Great Game Intensifies For Myanmar's Kachin Rare Earths
In the global contest over critical minerals, Myanmar has emerged as an unlikely pivot. Rare earth elements (REE)-dysprosium, terbium, and others indispensable for magnets in wind turbines, electric vehicles, and advanced defense systems-have become geopolitical assets of immense strategic importance.
Myanmar has become the world's third-largest producer of rare earth elements behind China and the US, with total production estimated at around 31,000 metric tons in 2024, up significantly from about 12,000 metric tons in 2022.
The epicenter of their extraction lies in northern Myanmar's Kachin state, a region scarred by prolonged war and increasingly drawn into great-power competition.

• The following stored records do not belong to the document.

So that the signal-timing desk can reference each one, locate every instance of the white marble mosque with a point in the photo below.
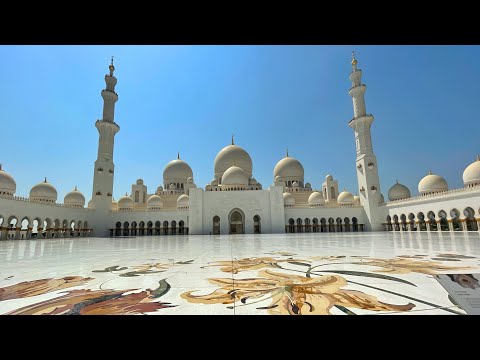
(234, 202)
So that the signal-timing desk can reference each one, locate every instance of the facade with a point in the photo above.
(234, 202)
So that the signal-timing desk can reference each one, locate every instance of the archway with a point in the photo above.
(216, 226)
(256, 225)
(236, 222)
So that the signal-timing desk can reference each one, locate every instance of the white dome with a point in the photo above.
(316, 198)
(345, 198)
(288, 199)
(44, 192)
(177, 170)
(398, 192)
(154, 201)
(289, 168)
(7, 183)
(471, 175)
(125, 203)
(431, 184)
(232, 154)
(183, 200)
(235, 176)
(74, 199)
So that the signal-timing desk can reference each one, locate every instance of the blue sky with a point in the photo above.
(192, 98)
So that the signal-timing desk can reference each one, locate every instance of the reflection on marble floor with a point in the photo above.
(296, 274)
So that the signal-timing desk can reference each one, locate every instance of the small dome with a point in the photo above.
(125, 203)
(432, 184)
(345, 198)
(183, 200)
(230, 154)
(44, 192)
(471, 175)
(74, 199)
(316, 198)
(235, 176)
(288, 199)
(177, 170)
(398, 192)
(154, 201)
(289, 168)
(7, 183)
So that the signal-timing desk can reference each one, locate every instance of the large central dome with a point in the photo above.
(228, 156)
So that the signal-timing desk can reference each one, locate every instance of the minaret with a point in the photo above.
(107, 128)
(367, 170)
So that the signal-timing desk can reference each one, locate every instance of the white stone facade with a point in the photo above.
(234, 202)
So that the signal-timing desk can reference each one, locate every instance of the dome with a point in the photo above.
(471, 175)
(7, 183)
(289, 168)
(345, 198)
(154, 201)
(316, 198)
(177, 170)
(125, 203)
(235, 176)
(44, 192)
(183, 200)
(74, 199)
(398, 192)
(288, 199)
(431, 184)
(232, 154)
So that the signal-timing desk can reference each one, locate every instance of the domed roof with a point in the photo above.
(289, 167)
(432, 183)
(230, 154)
(316, 198)
(74, 198)
(7, 182)
(177, 169)
(235, 176)
(398, 191)
(183, 200)
(288, 199)
(125, 202)
(154, 201)
(44, 191)
(345, 197)
(471, 175)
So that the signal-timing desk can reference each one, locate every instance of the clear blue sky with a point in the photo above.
(192, 98)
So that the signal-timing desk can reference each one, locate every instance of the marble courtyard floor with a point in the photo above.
(298, 274)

The Trump administration is weighing two options to access Myanmar's rare earths: strike a deal with the military junta or bypass Naypyidaw and negotiate directly with the Kachin Independence Army (KIA), which controls most of the mining areas.
Kachin's war economyMining is concentrated in Chipwi and Pangwa, with smaller operations in Nhkawng Pa near the Chinese frontier.

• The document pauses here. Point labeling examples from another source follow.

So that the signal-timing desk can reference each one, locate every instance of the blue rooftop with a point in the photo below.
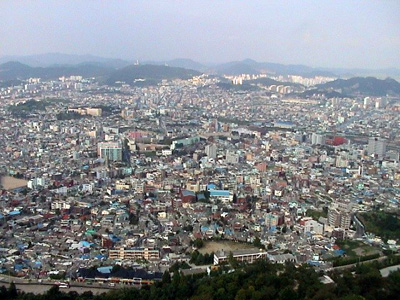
(217, 193)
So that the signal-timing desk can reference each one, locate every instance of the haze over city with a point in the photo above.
(347, 34)
(177, 150)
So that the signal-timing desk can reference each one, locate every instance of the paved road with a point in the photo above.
(41, 288)
(386, 271)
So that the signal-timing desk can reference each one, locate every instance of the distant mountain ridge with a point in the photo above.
(149, 73)
(370, 86)
(246, 66)
(55, 59)
(17, 70)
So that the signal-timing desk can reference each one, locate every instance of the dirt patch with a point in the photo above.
(10, 183)
(213, 246)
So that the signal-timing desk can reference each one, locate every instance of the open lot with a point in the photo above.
(213, 246)
(10, 183)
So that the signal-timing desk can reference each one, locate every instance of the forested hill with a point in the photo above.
(261, 280)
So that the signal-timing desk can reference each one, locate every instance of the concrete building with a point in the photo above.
(377, 147)
(247, 255)
(111, 151)
(211, 151)
(134, 253)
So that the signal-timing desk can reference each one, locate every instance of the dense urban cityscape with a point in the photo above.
(190, 172)
(202, 150)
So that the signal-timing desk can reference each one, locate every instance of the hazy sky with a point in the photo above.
(321, 33)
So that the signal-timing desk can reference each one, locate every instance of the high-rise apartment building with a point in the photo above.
(211, 151)
(377, 147)
(111, 151)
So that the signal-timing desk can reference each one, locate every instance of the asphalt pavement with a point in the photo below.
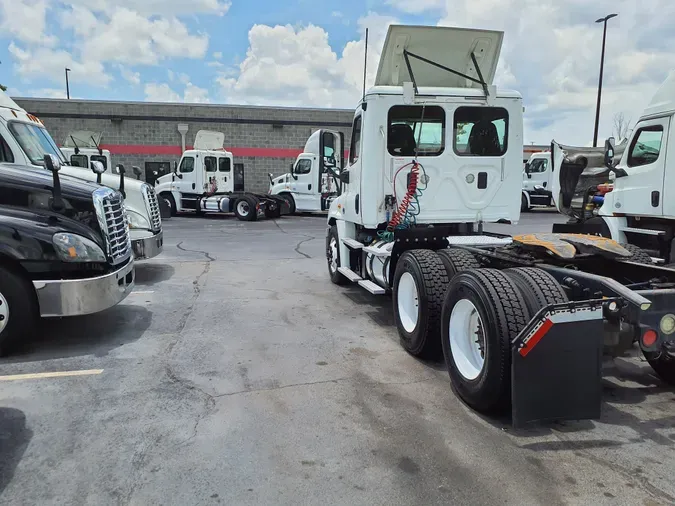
(237, 374)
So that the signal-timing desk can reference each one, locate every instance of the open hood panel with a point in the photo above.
(449, 47)
(208, 139)
(82, 139)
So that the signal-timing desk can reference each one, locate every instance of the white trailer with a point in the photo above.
(625, 192)
(203, 182)
(313, 181)
(436, 152)
(537, 182)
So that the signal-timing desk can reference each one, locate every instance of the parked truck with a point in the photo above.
(65, 247)
(522, 320)
(25, 140)
(313, 181)
(203, 182)
(625, 192)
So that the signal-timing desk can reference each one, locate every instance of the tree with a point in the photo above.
(621, 126)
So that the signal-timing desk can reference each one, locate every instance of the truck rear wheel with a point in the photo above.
(483, 312)
(18, 309)
(419, 286)
(245, 208)
(538, 287)
(333, 256)
(456, 260)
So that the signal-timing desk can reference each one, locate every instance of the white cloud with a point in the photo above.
(25, 21)
(289, 66)
(162, 92)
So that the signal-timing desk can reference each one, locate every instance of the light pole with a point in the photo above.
(67, 86)
(602, 66)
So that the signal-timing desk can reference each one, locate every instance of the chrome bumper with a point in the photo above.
(70, 297)
(148, 247)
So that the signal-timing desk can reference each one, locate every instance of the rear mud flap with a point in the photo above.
(556, 364)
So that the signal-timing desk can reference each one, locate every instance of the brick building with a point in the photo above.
(263, 139)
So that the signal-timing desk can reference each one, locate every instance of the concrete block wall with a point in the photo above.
(136, 132)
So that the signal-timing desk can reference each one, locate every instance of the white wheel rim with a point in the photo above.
(4, 313)
(242, 208)
(333, 254)
(408, 302)
(467, 335)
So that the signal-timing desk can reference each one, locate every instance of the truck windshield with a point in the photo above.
(35, 141)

For years, ores from these mountains were trucked across border crossings at Pangwa and Kan Paik Ti into Yunnan. Historically, Chinese firms ran the operations, employing local villagers worked as manual laborers. They used toxic in-situ leaching methods which poisoned streams, destroyed fertile farmland, and sparked community protests.

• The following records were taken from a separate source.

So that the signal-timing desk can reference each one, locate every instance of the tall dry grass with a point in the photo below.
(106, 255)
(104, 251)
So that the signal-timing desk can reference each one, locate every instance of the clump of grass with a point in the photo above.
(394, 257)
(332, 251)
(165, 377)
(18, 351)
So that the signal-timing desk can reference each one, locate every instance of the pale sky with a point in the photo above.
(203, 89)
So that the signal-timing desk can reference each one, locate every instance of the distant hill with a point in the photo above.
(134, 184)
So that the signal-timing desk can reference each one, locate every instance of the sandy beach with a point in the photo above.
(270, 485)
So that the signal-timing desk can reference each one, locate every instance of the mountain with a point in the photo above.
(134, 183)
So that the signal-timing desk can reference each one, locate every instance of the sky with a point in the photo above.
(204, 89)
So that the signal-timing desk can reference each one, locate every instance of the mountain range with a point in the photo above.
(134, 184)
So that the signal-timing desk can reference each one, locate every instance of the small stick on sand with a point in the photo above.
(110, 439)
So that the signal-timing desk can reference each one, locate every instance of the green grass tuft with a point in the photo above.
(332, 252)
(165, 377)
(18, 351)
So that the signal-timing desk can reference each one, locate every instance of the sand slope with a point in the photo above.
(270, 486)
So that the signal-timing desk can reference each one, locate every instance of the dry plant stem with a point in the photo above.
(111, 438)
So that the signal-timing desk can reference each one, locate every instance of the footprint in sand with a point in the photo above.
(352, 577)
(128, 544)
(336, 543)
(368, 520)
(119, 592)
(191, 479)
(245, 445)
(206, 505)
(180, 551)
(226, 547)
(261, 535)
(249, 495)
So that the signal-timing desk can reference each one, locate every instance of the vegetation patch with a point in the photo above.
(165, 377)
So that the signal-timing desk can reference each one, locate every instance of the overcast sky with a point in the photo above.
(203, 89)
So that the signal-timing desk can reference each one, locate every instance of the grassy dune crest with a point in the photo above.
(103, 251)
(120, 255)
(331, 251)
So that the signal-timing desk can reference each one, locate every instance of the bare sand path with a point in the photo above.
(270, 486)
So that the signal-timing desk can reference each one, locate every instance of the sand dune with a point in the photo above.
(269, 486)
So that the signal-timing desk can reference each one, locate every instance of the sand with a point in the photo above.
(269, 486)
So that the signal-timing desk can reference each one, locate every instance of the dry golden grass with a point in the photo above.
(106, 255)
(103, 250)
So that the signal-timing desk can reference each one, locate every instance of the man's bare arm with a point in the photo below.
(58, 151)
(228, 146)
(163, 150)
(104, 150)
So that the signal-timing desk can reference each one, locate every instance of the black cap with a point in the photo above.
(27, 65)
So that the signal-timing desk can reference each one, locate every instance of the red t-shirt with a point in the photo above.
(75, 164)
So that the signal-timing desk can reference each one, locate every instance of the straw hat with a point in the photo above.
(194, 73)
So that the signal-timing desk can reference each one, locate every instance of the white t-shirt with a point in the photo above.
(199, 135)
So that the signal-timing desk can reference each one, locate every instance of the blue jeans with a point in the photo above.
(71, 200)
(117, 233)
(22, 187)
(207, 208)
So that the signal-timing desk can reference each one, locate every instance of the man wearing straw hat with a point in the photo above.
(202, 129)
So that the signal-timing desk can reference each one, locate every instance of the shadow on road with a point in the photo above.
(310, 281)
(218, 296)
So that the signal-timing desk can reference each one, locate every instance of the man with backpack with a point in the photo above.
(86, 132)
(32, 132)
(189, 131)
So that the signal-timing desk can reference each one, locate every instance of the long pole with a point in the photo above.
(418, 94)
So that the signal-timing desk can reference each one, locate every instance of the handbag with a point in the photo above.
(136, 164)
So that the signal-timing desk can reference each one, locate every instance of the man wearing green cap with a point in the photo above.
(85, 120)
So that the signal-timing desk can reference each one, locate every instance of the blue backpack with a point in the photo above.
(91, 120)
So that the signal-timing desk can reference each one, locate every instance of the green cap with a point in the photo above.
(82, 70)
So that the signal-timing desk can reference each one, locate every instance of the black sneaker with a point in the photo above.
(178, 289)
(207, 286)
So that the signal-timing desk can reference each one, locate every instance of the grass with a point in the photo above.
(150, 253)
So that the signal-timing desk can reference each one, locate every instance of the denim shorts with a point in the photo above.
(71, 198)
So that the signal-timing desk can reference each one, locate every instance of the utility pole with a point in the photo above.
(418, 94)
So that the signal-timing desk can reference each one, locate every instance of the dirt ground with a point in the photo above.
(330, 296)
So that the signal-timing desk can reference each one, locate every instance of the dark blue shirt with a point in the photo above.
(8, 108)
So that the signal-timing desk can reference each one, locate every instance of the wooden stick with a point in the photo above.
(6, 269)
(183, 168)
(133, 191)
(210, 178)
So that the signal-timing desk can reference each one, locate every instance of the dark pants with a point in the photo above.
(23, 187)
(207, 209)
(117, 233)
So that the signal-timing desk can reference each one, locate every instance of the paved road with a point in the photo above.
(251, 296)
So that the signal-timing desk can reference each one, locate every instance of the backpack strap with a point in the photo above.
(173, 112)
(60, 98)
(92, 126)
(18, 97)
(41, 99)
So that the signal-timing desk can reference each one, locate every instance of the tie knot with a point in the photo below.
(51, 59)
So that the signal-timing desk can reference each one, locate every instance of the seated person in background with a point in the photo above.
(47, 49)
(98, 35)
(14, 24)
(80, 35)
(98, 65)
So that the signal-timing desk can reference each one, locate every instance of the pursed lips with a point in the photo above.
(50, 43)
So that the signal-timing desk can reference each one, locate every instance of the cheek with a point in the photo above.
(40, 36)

Since the 2021 coup, extraction has multiplied-by some estimates fivefold-as both the military regime and ethnic armed groups turned to minerals to finance the war. The battlefield has shifted, however.
By late 2023, the KIA launched sweeping offensives, seizing more than 200 junta outposts and capturing Chipwi and Pangwa. The KIA and its political wing, the Kachin Independence Organization (KIO), have now become the gatekeepers of Myanmar's rare earth belt.
The number of active rare earth mining sites rose from about 130 in 2020 to over 370 by the end of 2024. In Chipwi alone, more than 2,500 leaching pits have been recorded. However, exact geological reserve volumes remain unclassified publicly, but satellite and field data suggest tens of thousands of tons of recoverable HREEs concentrated in Kachin.